Font de Imagem: Justin Bons
Os principais pontos de pressão identificados na análise incluem:
Os cenários de ataque concentram-se em tentativas de double-spend contra exchanges. Um atacante que controle a maioria do poder de mineração poderia enviar moedas para exchanges, trocá-las, retirar os lucros e depois reorganizar a cadeia para recuperar as moedas originais.
Ao visar múltiplos locais simultaneamente, um atacante poderia extrair centenas de milhões de dólares. Bons estima que, nos próximos 7–11 anos, o custo de sustentar um ataque de um dia poderia cair abaixo de $3 milhão. E esse valor seria muito inferior aos retornos potenciais. Nessas condições, tais ataques também poderiam tornar-se atraentes para atores de nível estatal.
A capacidade on-chain do Bitcoin permanece em torno de sete transações por segundo. Sob suposições conservadoras, se todos os detentores atuais tentassem uma única transação, a fila estender-se-ia por quase dois meses.
A adoção global empurraria esse atraso para décadas. Durante congestões, muitas transações ficariam paradas ou seriam descartadas, criando condições semelhantes a uma corrida bancária sem bancos.
O pânico poderia então refletir-se no preço. Uma queda acentuada forçaria os mineiros a ficarem offline, desacelerando a produção de blocos até que a dificuldade se ajuste. Blocos mais lentos reduzem ainda mais a capacidade, prolongando os atrasos e aumentando o stress. A análise descreve um ciclo auto-reforçador em que preços em queda, segurança decrescente e lentidão da rede pioram mutuamente.

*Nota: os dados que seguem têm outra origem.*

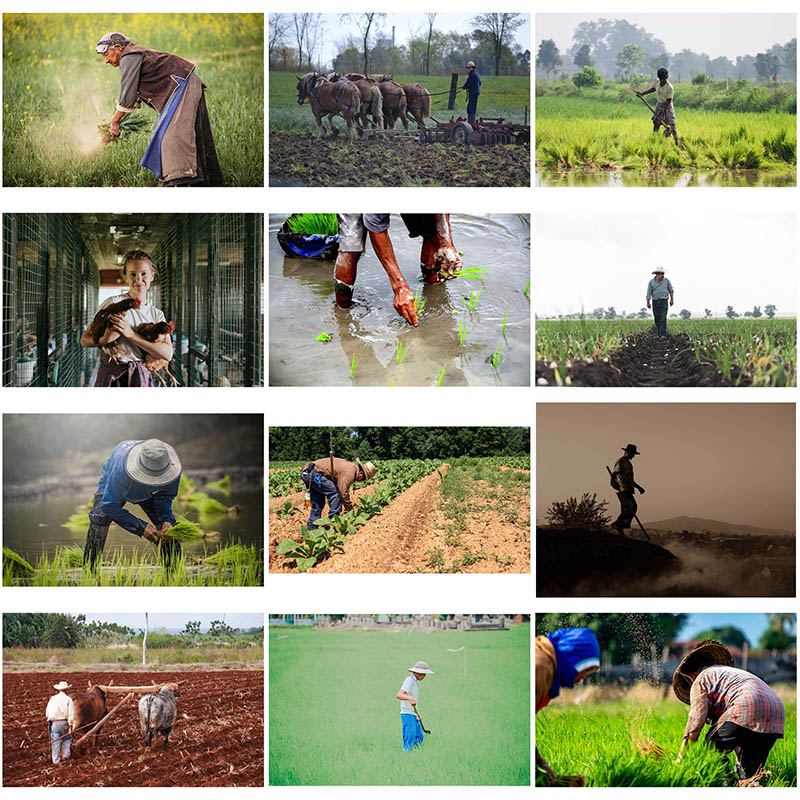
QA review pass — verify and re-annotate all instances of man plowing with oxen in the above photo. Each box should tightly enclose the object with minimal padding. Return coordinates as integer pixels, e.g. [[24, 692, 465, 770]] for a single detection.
[[334, 214, 462, 325]]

No que diz respeito à governança, Bons argumenta que o controlo do desenvolvimento reside no Bitcoin Core, que atua como guardião para alterações do protocolo. Conflitos passados durante os debates sobre o tamanho do bloco terminaram com uma capacidade limitada fixa, enquanto abordagens alternativas perderam influência. Essa história, sugere a análise, torna improvável a implementação de correções oportunas.

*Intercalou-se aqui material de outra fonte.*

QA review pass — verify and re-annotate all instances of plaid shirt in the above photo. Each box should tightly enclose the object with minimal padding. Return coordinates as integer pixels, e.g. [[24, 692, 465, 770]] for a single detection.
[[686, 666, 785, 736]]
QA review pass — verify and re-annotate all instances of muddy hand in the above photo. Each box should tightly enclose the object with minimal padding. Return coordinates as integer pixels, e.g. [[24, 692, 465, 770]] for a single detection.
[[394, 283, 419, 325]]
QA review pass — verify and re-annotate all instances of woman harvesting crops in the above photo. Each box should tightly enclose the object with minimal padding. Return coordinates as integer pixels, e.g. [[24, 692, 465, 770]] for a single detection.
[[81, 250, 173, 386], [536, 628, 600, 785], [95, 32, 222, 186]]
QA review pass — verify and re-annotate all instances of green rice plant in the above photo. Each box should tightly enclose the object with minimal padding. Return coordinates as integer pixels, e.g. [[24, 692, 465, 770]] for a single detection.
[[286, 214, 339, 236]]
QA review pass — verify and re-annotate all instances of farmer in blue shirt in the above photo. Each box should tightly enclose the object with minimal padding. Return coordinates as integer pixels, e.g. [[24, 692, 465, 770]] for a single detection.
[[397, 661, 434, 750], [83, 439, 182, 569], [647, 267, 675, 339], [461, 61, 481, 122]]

Alguns desenvolvedores reconheceram o dilema. Peter Todd e outros discutiram a ideia de aumentar a inflação para financiar a segurança. No entanto, tal movimento quebraria a promessa de oferta fixa do Bitcoin, dividindo a rede entre apoiantes e opositores. As divisões na cadeia dividiriam o poder de hash, deixando cada versão mais fraca.
Segundo a análise, o Bitcoin pode enfrentar em breve escolhas drásticas:
A crítica também desafia a ideia de que o Bitcoin é uma reserva de valor fiável sem utilidade ampla. A limitação na capacidade de throughput impede que suporte pagamentos em grande escala, levando a maioria dos utilizadores a recorrer a custodiante. Essa dependência compromete a autogestão, um dos objetivos fundacionais do Bitcoin, e aumenta os riscos de saída durante períodos de stress de mercado.

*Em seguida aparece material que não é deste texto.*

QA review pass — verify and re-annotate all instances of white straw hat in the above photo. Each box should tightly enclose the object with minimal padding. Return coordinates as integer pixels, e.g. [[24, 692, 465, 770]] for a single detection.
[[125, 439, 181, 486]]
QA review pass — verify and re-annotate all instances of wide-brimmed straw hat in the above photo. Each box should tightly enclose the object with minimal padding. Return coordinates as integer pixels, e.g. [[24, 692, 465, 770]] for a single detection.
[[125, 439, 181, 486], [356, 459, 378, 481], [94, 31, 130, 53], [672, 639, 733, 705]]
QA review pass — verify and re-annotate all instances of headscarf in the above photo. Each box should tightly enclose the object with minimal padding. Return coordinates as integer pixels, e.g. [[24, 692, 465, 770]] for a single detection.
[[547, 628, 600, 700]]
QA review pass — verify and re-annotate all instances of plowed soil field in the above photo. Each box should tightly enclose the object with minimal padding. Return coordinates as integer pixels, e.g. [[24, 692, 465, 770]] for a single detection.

Bons contrasta o design atual com a visão inicial delineada por Satoshi Nakamoto, que esperava uma escalabilidade on-chain para suportar uso global. Ao limitar a capacidade, a análise argumenta que o Bitcoin trocou uso prático por escassez, deixando a segurança dependente de suposições que podem não se sustentar.
Sem mudanças estruturais, o financiamento da segurança do Bitcoin está destinado a diminuir enquanto os incentivos económicos para ataques aumentam. As barreiras de governança continuam a limitar o escopo de reformas significativas.
Assim, isso levanta o risco de que qualquer resposta só aconteça após danos graves. Segundo Bons, a próxima década determinará se o Bitcoin consegue adaptar-se a estas pressões ou enfrentará consequências severas devido ao seu design atual.